The S12 chassis in 1984–86 is referred to as "Mark I", with "Mark II" as a revision in 1987. Below lists the description of both.
The first trim of the S12 chassis. Bumpers featured matte-finish raised surfaces, and sides featured half-inch rubstripping. Cars featured a honeycomb radiator grille, and long cornerlights. The 1984 Turbo came with a "TURBO" monogrammed hood bulge accent. The 1984–85 could be had with a foam rubber deck spoiler. In 1986 the foam rubber deck spoiler was changed for a fiberglass version with an integrated third brake light. Some hatchbacks and all Turbo models came with ground effects—a combination of plastic mudflaps and accommodating foam rubber sideskirts, as well as a foam rubber lower deflection lip.

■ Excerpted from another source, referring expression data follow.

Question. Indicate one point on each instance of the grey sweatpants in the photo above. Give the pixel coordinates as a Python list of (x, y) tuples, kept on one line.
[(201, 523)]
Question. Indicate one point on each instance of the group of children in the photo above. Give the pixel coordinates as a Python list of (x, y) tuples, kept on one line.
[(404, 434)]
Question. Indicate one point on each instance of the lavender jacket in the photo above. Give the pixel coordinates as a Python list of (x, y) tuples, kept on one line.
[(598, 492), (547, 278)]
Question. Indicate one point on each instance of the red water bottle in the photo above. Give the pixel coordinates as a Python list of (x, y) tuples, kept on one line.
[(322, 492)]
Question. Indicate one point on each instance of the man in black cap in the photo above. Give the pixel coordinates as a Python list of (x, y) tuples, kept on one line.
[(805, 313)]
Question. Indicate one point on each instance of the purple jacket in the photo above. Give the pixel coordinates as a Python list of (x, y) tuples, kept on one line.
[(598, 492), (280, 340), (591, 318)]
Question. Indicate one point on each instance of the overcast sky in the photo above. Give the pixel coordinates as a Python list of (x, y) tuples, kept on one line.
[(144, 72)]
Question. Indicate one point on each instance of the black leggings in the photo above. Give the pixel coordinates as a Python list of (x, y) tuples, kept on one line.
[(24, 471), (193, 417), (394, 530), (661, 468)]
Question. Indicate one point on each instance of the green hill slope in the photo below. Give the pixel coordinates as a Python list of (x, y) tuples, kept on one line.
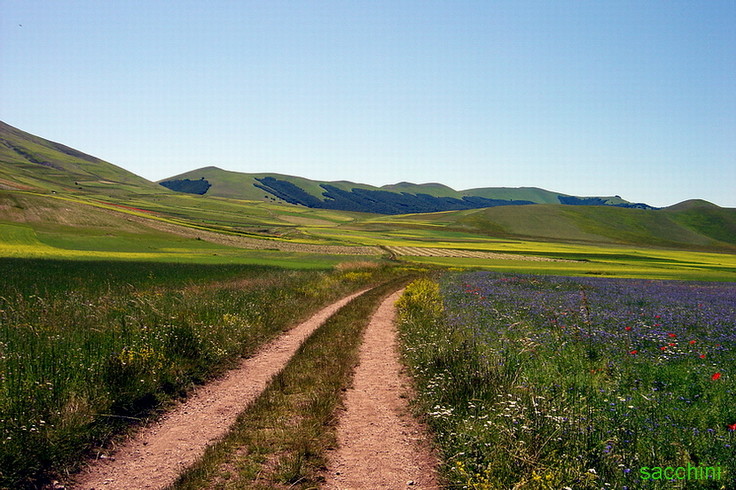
[(701, 227), (401, 198), (28, 162)]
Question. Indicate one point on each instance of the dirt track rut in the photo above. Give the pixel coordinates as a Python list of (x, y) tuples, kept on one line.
[(157, 454)]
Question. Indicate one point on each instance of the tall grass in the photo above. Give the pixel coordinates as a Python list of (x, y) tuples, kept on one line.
[(281, 439), (86, 348), (549, 383)]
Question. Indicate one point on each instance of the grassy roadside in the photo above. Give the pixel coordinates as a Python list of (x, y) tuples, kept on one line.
[(281, 440), (86, 348)]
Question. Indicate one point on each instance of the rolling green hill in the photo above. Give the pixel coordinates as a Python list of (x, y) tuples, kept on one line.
[(74, 201), (28, 162), (401, 198)]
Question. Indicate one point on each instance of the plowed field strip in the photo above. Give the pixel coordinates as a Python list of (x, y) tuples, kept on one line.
[(475, 254), (158, 453)]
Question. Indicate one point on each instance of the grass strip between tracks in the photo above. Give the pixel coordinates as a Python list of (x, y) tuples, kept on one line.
[(280, 441)]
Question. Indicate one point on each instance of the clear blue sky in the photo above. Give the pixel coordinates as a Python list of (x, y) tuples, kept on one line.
[(636, 98)]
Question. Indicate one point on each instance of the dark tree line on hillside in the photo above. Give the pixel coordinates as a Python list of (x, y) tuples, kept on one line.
[(375, 201)]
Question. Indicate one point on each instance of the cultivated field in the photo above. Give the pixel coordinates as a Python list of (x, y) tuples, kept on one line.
[(550, 382)]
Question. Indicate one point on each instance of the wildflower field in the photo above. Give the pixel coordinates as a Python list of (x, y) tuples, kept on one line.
[(88, 347), (547, 382)]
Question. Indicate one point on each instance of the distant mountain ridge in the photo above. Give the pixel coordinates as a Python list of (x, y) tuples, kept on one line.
[(401, 198), (29, 162)]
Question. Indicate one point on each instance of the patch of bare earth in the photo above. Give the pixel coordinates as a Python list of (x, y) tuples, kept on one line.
[(380, 444), (157, 454)]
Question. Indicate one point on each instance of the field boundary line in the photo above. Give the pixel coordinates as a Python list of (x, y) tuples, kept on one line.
[(156, 455)]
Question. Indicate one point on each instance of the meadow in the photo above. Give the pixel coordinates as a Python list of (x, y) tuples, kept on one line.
[(86, 348), (546, 382)]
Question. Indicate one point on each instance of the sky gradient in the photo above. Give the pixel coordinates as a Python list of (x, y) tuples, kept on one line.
[(581, 97)]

In 1987, the bumpers were updated, and the matte finished surfaces were eliminated for a more uniform surface. Rubstripping was increased to 2-inch height w/ scribe detailing. The honeycomb radiator grille was replaced with a slatted version that spanned the entire front end (previous was shorter), and cornerlights were shortened. The "SE" model and the Turbo (Canada, Europe) came with new ground fiberglass ground effects and mudflaps, painted in the color of the car, and a new and more pronounced lower deflection lip in the front. "SE" model also received a new hood bulge design to accommodate clearance for the 3.0 L V6. Optional rear mudflap accents were available.